President Joe Biden has signed the $1 trillion infrastructure bill into law this week. This money will go to existing highway programs and be spent by the state departments of transport (DOTs).
The price tag of the bill—which includes $550 billion in new spending, $110 billion of which is earmarked for highways and bridges—has seen it be described as a “historic” investment by supporters and a “monstrosity” by critics.
It will mostly top off existing programs and maintain the status quo, where certain states use their highway funds effectively while others set them on fire to produce better roads.
Baruch Feigenbaum is a senior managing direct of transportation policy at Reason Foundation, which publishes this site. “I don’t believe it’s going to change much,” he says. “There is no limit on how much money you can spend.” [state DOT]That’s what a poorly managed business can do. It could also make certain bottom states more wasteful in some ways.
This would also include New Jersey, which was ranked last today in the Reason Foundation’s report on highway performance.
According to the report, the Garden State spent $1,136255 per mile on state-controlled roads in 2019, while having the most severe urban congestion and poor pavement conditions.
It’s a far cry from more affordable states such as Virginia. The state-controlled roads cost only $34,969 for each mile. However, it also has a higher quality pavement and slightly less congestion. According to the Reason highway report (North Dakota was second), Virginia was ranked number two overall.
Feigenbaum said that New Jersey’s large expenditures could be partly attributed to the quality of its highways. They have more lanes, straighter curves and generally higher speeds to ensure safety. It is ranked fourth on the Reason Report in terms of fatality rates. He also said that a corrupted state DOT dominated by politicians could explain a lot.
He says that Virginia’s professional DOT has allowed it to maintain road quality and keep overall road spending within budget. Feigenbaum says that the DOT makes extensive use of public-private partnership, in which private firms contribute capital in order to build or upgrade highways. In return, they can charge tolls for any lanes built.
Biden’s bill for infrastructure does little, in line with his “spend more on same old programs” nature. It doesn’t do anything to expand interstate transportation or public-private partnerships.

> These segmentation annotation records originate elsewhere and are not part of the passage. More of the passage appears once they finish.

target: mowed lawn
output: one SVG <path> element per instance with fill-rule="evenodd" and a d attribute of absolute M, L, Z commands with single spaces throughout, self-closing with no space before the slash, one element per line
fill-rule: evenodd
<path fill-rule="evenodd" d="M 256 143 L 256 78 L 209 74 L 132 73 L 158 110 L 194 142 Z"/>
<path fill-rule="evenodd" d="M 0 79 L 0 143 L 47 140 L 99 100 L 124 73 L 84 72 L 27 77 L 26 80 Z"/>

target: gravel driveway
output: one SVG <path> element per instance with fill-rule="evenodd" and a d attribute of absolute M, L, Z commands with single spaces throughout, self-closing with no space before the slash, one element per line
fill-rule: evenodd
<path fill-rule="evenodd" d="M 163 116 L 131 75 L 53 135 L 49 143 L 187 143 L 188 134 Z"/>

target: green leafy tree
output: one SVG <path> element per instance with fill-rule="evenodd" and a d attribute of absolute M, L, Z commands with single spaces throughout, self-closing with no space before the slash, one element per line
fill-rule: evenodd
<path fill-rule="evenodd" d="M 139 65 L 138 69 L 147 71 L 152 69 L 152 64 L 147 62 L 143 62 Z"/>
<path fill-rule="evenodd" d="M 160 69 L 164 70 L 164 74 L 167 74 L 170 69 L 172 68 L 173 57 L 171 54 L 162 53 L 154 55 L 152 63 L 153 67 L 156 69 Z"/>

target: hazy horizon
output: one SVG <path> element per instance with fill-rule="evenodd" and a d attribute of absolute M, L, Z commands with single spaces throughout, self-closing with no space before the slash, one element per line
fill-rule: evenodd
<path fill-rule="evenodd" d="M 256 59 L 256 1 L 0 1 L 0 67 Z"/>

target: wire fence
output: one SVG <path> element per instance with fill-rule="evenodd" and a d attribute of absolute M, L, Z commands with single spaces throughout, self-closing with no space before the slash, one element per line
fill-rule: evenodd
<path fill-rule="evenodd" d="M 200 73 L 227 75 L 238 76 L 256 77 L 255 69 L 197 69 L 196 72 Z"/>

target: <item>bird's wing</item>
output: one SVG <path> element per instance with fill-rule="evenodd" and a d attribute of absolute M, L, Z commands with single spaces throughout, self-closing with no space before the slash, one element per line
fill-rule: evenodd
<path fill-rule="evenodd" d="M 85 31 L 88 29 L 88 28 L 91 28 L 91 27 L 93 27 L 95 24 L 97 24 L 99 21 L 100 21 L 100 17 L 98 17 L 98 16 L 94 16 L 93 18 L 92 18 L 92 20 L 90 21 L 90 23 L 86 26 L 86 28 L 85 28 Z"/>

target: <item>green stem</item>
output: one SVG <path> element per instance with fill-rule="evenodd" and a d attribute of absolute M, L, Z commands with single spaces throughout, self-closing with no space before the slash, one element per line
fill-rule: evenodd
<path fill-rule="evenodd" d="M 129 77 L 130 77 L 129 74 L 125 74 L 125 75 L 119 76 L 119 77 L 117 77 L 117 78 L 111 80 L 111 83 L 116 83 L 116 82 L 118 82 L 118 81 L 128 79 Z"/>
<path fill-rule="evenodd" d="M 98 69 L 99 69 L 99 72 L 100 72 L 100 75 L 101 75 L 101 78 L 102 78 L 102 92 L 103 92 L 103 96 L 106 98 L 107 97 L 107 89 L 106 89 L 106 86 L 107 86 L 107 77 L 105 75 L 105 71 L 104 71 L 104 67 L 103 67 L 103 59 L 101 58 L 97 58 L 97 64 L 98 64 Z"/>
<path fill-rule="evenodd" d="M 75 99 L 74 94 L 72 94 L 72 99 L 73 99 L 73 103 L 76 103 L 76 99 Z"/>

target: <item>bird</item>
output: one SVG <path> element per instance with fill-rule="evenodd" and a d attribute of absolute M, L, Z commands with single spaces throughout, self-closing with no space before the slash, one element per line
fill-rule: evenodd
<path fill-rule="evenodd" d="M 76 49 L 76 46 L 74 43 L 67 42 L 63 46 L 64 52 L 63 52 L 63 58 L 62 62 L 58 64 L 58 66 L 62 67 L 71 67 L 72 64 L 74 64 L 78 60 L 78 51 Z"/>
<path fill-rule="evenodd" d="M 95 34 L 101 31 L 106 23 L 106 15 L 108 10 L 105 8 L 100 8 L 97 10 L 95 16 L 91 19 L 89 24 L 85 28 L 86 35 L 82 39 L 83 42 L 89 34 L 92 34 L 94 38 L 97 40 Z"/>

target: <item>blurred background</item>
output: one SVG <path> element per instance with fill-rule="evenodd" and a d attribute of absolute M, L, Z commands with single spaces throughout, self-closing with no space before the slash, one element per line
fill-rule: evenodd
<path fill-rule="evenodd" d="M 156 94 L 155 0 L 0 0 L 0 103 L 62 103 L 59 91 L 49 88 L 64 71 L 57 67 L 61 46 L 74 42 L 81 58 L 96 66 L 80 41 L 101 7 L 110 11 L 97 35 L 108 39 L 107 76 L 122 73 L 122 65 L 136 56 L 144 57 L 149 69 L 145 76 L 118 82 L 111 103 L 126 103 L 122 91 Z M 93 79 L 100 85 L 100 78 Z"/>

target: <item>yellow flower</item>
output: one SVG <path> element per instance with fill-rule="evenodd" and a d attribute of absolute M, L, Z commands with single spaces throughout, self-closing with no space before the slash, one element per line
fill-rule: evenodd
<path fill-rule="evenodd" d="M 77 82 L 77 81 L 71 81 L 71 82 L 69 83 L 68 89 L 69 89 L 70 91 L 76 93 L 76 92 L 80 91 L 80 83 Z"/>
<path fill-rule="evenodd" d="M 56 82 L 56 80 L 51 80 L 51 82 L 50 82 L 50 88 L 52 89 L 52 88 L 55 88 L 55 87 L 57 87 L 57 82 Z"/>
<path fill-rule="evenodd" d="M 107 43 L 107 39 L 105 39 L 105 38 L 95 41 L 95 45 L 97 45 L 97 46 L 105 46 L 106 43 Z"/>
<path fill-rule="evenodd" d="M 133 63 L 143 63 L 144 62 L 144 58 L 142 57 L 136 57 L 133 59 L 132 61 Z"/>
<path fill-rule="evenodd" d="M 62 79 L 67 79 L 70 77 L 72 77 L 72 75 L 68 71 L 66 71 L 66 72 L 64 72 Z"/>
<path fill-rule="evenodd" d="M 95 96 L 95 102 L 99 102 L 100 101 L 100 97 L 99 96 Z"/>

Infrastructure bills increase private activity bonds, tax-exempt bonds that are issued by private companies to finance infrastructure projects. They can range from $15 billion up to $30 billion. A few programs that permit states to use tolls for congestion reduction or to rebuild bridges have been reauthorized. It does not prohibit interstate highway tolling.
Feigenbaum says that highway spending has been increasing in recent years, but with a marginal improvement in quality. Some states stand out because of their innovation or wastefulness.
Most likely, the new bill on infrastructure will produce even more.